The Effect of Three-dimensional Versus Two-dimensional Imaging Displays On Task Performance by Laparoscopy-naive Subjects

Joseph M Drosdeck, MD, David B Renton, MD. The Ohio State University Wexner Medical Center.

Introduction: Inanimate laparoscopic training techniques such as the Fundamentals of Laparoscopic Surgery (FLS) have a proven benefit on operative skills in trainees with little to no laparoscopic experience. In conjunction with these training techniques, three-dimensional (3D) imaging provides an added benefit to novice trainees with laparoscopic experience. However, the utility of 3D imaging with FLS based tasks in laparoscopy-naïve trainees is unclear. We aim to investigate the role of 3D imaging in laparoscopy-naïve participants using two FLS based tasks. We hypothesize that participants who utilize 3D imaging during these tasks will perform better than participants who utilize two-dimensional (2D) imaging.

Methods and Procedures: First through fourth year medical students at The Ohio State University were recruited. Participants were randomized to either 3D or 2D imaging prior to performing two FLS tasks – peg transfer and circle cut. For each task, time to completion and number of errors were recorded. A numerical global performance score was calculated for each participant on each task, where higher scores indicate better performance. Scores accounted for time to completion and number of errors committed. A non-parametric test, Wilcoxon Rank Sum Test, was used to draw inferences between experimental groups on peg transfer time, peg transfer score, circle cut time, and circle cut score.

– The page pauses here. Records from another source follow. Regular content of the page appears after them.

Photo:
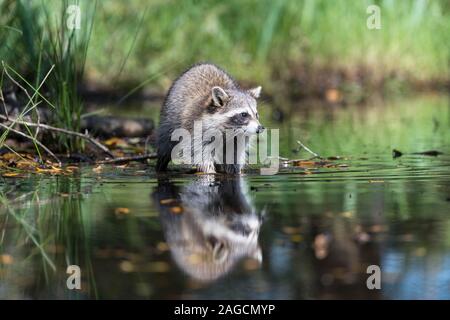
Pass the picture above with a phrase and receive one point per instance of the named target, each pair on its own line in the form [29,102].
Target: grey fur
[208,93]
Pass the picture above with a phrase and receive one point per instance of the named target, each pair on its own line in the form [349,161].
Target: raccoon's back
[190,91]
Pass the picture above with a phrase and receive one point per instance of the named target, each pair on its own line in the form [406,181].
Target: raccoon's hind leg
[206,167]
[162,163]
[164,157]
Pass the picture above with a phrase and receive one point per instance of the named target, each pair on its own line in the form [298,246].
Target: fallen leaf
[12,174]
[98,169]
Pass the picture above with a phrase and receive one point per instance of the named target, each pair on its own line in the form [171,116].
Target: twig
[65,131]
[128,159]
[309,150]
[32,139]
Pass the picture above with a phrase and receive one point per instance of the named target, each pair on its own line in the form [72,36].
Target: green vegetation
[147,43]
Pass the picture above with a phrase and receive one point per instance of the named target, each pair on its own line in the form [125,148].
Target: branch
[32,139]
[65,131]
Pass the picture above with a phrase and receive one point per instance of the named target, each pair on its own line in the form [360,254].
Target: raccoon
[208,94]
[218,225]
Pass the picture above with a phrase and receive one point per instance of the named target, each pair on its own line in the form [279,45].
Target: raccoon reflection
[209,225]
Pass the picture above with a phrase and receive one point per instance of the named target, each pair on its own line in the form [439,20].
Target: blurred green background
[287,45]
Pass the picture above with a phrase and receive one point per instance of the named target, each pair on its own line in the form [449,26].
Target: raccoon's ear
[220,97]
[255,92]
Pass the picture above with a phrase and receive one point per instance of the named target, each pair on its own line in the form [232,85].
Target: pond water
[304,233]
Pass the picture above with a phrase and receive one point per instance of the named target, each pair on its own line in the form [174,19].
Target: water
[306,233]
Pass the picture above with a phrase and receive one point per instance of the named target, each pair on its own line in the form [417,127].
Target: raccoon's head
[234,109]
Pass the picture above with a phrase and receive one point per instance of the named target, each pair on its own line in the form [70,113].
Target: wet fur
[190,99]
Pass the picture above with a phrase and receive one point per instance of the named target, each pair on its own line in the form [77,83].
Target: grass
[264,41]
[49,51]
[144,45]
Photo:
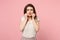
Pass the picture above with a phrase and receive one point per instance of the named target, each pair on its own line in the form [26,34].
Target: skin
[29,18]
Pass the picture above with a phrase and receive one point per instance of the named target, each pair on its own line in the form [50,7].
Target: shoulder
[22,18]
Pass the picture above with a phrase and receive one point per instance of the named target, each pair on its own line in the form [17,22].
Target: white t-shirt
[29,30]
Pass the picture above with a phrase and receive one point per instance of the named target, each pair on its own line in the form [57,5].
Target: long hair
[34,11]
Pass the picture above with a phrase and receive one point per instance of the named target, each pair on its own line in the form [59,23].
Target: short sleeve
[23,18]
[38,19]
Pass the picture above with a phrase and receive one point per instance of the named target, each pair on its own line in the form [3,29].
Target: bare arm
[36,25]
[22,24]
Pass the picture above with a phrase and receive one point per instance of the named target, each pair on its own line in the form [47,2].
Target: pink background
[47,10]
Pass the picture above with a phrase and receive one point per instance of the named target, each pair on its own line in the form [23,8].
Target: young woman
[29,24]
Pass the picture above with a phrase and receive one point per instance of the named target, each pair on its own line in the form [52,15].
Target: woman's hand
[33,15]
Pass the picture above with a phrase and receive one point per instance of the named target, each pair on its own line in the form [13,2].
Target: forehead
[29,7]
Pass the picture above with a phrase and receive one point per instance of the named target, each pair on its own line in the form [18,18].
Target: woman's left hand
[33,15]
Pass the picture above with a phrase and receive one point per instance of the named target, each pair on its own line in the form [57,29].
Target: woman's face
[29,11]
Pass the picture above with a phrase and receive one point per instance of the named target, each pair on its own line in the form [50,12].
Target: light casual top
[29,30]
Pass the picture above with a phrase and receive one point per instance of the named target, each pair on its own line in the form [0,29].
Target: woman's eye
[27,9]
[31,9]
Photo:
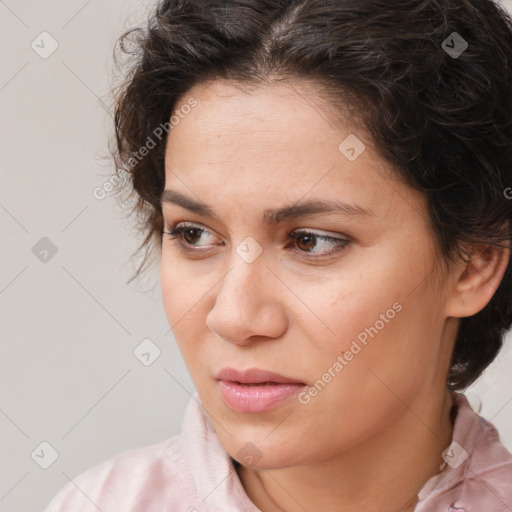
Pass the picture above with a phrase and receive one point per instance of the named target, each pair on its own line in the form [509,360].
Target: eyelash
[176,232]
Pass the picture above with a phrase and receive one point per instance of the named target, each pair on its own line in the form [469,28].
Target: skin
[376,431]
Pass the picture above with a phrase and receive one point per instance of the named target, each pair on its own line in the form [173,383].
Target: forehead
[273,142]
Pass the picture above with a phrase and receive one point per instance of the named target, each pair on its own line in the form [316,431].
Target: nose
[248,306]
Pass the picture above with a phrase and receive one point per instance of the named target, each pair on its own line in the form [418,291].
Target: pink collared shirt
[192,472]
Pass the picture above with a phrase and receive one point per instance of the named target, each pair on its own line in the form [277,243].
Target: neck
[387,470]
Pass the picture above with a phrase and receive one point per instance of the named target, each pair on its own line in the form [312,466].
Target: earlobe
[478,280]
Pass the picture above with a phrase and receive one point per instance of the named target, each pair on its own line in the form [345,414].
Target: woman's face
[357,319]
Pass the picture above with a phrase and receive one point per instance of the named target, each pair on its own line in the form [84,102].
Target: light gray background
[69,325]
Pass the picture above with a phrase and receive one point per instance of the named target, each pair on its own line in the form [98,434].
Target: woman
[327,184]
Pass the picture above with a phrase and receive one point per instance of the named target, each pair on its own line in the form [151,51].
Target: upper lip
[254,376]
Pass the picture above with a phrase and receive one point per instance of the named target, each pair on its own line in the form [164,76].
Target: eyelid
[340,242]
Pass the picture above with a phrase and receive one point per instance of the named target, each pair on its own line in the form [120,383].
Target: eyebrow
[270,217]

Fisher’s Exact Test was employed to draw inferences between experimental groups on peg transfer errors and circle cut errors.

Results: Seventy-nine medical students participated; 39 students were randomized to the 3D group and 40 were randomized to the 2D group. The median peg transfer time was significantly shorter in the 2D group (270 seconds vs. 325 seconds), p = 0.033, and the median peg transfer score was significantly higher in the 2D group (330 vs. -25), p = 0.032. Peg transfer errors did not differ significantly between groups (p = 0.41). Circle cut time, errors, and score did not differ significantly between groups, p = 0.43, 0.65, 0.91, respectively.

Conclusions: Laparoscopy-naïve participants in the 3D group performed similarly to participants in the 2D group on the circle cut task and worse than participants in the 2D group on the peg transfer task. These findings suggest that educators may wish to avoid 3D imaging in laparoscopy-naïve trainees during inanimate laparoscopic training tasks.